Ao todo, foram cumpridos oito mandados de busca e apreensão nos estados de Santa Catarina, Paraná, São Paulo, Pernambuco e Rio Grande do Sul. Os investigados têm entre 19 e 31 anos.
Conteúdo extremista e discursos de ódio
Segundo o Ministério da Justiça, o grupo compartilhava materiais relacionados à fabricação de artefatos explosivos, estratégias de recrutamento e discursos de ódio direcionados a diferentes grupos, especialmente mulheres que ocupam cargos de autoridade.
As investigações também identificaram a circulação de conteúdos de caráter neonazista, antissemita e misógino nas comunidades monitoradas.
As autoridades ainda apuram se havia pessoas específicas sendo ameaçadas ou se, até o momento, o material encontrado se restringia à disseminação de ideologias extremistas.
Debate presidencial estava entre os possíveis alvos
Durante o monitoramento das conversas, os investigadores encontraram referências frequentes a Brasília como destino de uma ação durante o período eleitoral.
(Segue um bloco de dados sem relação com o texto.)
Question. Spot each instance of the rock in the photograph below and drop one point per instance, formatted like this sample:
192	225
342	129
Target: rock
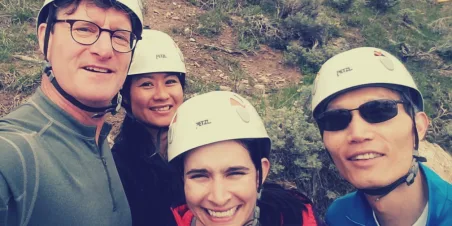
242	86
263	79
225	88
437	159
260	89
187	31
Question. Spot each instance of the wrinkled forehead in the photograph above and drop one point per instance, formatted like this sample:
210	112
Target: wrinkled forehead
95	10
221	153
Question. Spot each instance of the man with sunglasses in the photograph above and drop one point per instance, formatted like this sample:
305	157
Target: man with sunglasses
56	166
370	115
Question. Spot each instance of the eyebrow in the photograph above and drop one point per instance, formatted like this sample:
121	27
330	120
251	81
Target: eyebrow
196	171
237	168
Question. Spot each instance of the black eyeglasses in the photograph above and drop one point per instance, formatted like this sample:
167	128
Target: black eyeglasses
375	111
87	33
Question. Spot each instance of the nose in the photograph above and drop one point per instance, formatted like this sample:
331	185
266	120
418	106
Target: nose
160	92
219	194
103	47
359	130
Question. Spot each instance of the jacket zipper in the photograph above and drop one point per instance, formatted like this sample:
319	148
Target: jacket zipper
104	162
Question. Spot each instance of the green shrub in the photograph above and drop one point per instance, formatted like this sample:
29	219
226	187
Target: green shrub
341	5
211	22
309	60
382	5
297	153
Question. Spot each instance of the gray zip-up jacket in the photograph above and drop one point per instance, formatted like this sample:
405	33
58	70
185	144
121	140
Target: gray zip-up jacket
52	172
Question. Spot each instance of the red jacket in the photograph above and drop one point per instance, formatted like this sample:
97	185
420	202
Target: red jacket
184	216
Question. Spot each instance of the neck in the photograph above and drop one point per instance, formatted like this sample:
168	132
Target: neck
80	115
402	206
163	140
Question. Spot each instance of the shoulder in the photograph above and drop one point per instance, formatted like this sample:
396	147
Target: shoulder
437	186
182	215
440	193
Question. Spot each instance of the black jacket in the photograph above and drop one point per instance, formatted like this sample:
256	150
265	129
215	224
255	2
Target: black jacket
149	183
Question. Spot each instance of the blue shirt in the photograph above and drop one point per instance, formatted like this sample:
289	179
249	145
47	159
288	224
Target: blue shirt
353	208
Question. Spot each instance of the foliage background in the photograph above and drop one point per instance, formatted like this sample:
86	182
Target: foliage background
309	32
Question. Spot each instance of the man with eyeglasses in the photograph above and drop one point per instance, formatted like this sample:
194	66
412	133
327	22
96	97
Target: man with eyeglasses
56	166
370	115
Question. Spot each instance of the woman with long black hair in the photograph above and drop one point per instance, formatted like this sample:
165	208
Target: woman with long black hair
151	93
220	148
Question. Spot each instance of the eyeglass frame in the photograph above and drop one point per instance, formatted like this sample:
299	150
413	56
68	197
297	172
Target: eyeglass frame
319	118
71	22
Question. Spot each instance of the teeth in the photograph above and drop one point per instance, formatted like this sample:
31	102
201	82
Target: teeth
222	214
97	69
166	108
366	156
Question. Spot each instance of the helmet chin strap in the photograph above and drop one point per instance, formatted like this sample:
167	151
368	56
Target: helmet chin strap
99	111
407	178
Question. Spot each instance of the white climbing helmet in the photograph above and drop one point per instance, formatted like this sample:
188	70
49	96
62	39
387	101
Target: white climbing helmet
133	5
360	67
157	52
213	117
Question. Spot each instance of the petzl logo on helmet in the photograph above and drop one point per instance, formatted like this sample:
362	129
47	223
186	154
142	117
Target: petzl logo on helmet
160	56
342	71
202	123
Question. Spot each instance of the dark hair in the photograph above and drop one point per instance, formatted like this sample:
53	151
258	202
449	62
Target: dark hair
125	91
103	4
276	204
149	182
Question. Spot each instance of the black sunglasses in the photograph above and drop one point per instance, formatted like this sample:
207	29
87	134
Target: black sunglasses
373	112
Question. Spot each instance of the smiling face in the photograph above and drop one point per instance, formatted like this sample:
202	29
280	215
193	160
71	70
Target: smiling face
371	155
155	97
220	183
93	74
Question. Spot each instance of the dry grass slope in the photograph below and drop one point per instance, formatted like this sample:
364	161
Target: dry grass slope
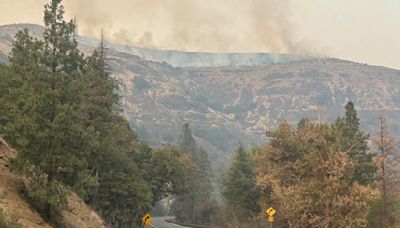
79	215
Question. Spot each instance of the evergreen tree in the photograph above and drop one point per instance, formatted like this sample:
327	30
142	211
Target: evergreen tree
239	190
197	188
319	191
355	143
186	142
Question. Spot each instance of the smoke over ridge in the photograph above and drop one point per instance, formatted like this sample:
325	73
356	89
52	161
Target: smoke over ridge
192	25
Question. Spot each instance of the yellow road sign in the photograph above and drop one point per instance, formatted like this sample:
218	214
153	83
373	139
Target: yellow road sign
270	219
147	219
270	211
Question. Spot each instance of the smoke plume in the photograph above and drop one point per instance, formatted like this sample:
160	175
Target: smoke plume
191	25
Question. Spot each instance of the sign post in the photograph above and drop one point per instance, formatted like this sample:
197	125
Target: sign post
146	220
270	212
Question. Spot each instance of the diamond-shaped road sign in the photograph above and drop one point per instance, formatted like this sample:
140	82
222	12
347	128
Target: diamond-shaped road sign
270	211
147	219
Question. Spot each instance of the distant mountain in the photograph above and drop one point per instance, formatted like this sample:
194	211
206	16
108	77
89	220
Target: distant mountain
232	98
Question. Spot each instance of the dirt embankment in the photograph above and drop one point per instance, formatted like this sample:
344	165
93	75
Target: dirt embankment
79	214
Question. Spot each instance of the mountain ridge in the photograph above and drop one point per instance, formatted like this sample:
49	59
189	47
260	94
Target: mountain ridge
230	104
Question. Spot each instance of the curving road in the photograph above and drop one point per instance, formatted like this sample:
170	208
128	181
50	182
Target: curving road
159	222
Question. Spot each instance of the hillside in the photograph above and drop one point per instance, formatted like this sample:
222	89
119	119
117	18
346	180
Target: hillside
232	98
14	204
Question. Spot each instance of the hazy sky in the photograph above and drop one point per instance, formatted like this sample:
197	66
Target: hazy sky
365	31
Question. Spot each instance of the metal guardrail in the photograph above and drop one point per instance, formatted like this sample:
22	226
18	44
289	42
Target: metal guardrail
188	225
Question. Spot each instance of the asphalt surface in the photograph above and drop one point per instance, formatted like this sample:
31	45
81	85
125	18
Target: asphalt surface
158	222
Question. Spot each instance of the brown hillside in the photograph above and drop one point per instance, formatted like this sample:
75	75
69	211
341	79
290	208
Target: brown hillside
79	214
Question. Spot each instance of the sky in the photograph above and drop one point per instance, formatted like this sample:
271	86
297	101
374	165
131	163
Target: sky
366	31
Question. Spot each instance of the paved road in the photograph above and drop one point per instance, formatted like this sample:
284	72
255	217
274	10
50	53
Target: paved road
158	222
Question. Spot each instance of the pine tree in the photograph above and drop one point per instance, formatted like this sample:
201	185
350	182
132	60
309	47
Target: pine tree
315	187
186	142
239	190
197	190
384	213
355	143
Entre os materiais apreendidos estão mapas, plantas arquitetônicas e modelos tridimensionais de edifícios localizados na região central da capital federal.
Conforme a investigação, o grupo discutia a possibilidade de instalar explosivos no local onde seria realizado um debate presidencial. Até o momento, não foram divulgados o nome da emissora responsável pelo evento, a data ou o endereço do debate citado nas conversas.
Equipamentos passarão por perícia
A investigação teve início após um relatório produzido pelo Ciberlab, laboratório vinculado à Secretaria Nacional de Segurança Pública, apontar indícios da atuação do grupo.
Os equipamentos eletrônicos apreendidos serão submetidos à perícia para identificar outros participantes, recuperar mensagens e esclarecer o grau de envolvimento de cada investigado.
O inquérito apura, em tese, os crimes de associação criminosa, incitação ao crime, apologia de crime ou criminoso e delitos previstos na legislação antirracismo. Até o momento, os fatos não foram enquadrados na Lei de Terrorismo, classificação que dependerá da análise das provas reunidas durante a investigação.
As autoridades também buscam esclarecer se o grupo possuía uma estrutura organizada, recursos para executar os planos discutidos e possíveis conexões com outras organizações extremistas.